Penangkapan Ustaz Maaher Bukan Kriminalisasi Ulama
Soni Ernata alias Ustaz Maaher At-Thuwailibi (Foto: Twitter @ustadzmaaher_)

Bagikan:

JAKARTA - Bareskrim Polri menangkap Soni Ernata alias Ustaz Maaher At-Thuwailibi pada Kamis, 3 Desember. Penangkapan ini berkaitan dengan perkara dugaan penyebaran ujaran kebencian berbau SARA.

"Iya benar. Yang bersangkutan diamankan di kediamannya di Cimanggu Wates, Kedungbadak, Tanah Sareal, Bogor," ujar Kadiv Humas Polri Irjen Argo Yuwono kepada wartawan, Kamis, 3 Desember

Penangkapan terhadap Ustaz Maaher merupakan tindak lanjut dari laporan nomor LP/B/0677/XI/2020/Bareskrim tertanggal 27 November 2020. Pelaporan itu karena dia dianggap menghina kiai Nahdlatul Ulama (NU) Habib Luthfi bin Yahya melalui akun Twitter pribadinya @ustadzmaaher_.

Bentuk penghinaan yang dilakukan Maaher yakni, menggunggah kicauan di akun @ustadzmaaher_, 'cantik pakai jilbab kaya kiai Banser' dengan memasang foto Habib Luthfi.

"Atas dugaan pelanggaran tindak pidana penyebaran informasi yang ditujukan untuk menimbulkan kebencian, permusuhan individu atau kelompok masyarakat tertentu berdasarkan SARA," papar Argo.

Karo Penmas Divisi Humas Polri Brigjen Awi Setiyono mengatakan, penyidik maaih mendalami modus Ustaz Maaher di balik perkara ini. Tapi penyidik sudah mengantongi beberapa alat bukti yang menperkuat terjadinya pelanggaran pidana.

"Barang bukti yang disita ada 4 posel dan satu KTP," kata dia.

Dalam perkara ini Ustaz Maaher dipersangkakan dengan Pasal Pasal 45 ayat (2) jo Pasal 28 ayat (2) Undang-Undang Nomor 19 Tahun 2016 tentang Perubahan atas UU Nomor 11 Tahun 2008 tentang Informasi dan Transaksi Elektronik.

"Ancaman pidana penjara 6 tahun dan atau denda paling tinggi Rp1 miliar," kata dia.
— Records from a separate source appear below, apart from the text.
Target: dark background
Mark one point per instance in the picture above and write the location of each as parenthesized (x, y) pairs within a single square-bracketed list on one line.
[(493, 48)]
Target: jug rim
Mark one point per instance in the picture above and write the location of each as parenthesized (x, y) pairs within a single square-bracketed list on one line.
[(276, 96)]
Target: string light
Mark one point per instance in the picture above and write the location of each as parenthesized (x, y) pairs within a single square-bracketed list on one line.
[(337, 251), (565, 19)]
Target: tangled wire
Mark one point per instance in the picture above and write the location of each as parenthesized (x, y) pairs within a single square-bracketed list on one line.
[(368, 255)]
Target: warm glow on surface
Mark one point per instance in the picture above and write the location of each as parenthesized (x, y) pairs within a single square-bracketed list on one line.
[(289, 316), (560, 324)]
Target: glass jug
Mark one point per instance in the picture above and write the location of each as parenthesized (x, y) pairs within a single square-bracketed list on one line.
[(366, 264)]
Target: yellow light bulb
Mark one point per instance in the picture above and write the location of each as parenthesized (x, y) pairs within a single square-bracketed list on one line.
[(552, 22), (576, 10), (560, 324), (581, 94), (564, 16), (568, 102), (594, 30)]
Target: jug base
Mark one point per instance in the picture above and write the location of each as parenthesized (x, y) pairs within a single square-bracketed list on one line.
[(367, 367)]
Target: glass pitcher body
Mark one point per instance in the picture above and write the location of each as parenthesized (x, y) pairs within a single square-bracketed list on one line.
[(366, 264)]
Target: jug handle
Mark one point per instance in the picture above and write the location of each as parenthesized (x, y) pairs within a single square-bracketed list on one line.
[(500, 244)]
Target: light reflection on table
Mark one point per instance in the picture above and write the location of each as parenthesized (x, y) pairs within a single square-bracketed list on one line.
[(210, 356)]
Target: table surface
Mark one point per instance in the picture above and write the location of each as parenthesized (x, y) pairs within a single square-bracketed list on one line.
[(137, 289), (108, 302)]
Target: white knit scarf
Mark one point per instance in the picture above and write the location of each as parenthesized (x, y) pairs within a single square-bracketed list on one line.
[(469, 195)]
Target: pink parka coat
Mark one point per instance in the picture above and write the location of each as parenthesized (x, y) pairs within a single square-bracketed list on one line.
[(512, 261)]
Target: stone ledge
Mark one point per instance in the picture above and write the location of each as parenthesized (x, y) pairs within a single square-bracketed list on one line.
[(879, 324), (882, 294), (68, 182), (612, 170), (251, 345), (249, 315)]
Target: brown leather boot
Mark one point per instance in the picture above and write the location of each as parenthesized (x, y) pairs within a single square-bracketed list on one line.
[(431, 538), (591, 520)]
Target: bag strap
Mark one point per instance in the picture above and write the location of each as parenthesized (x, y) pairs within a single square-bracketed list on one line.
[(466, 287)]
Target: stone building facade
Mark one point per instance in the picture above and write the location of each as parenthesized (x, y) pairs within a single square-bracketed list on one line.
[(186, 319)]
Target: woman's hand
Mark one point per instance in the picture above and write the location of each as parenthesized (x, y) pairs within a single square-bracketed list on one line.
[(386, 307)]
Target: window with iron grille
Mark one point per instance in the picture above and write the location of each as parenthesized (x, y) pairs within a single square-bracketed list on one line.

Pengacara Sebut ada Kejanggalan

Pengacara Maaher menganggap penangkapan terhadap kliennya terjadi suatu kejanggalan. Sebab, dalam perkara ini penyidik tak terlebih dahulu melayangkan surat panggilan pemeriksaan, tapi langsung dilakukan penangkapan.

"Beliau mendapatkan bukan panggilan lagi tapi langsung penangkapan," ujar anggota tim pengacara Ustaz Maaher, Djudju Purwantoro.

"Yang bersangkutan itu kan tanpa proses pemanggilan sesuai aturan KUHAP Pasal 1," sambung dia.

Selain itu, kejanggalan yang dirasakan tim pengacara yakni penanganan yang terbilang cepat. Berbeda jika pihak mereka yang melakukan pelaporan akan lama ditindaklanjuti.

"Tampak sekali terjadi kejanggalan dan diskriminasi karena mereka banyak sekali katakanlah dekat dengan rezim. Walaupun kami lakukan pelaporan berkali-kali tidak ada tindak lanjut secara hukum," katanya.

Bukan Kriminalisasi

Tokoh agama Gus Miftah sempat memperingatkan Maaher. Kata Miftah, pernyataan Maaher berbahaya, dan ketika hal tersebut masuk ke ranah hukum, maka itu bukanlah kriminalisasi.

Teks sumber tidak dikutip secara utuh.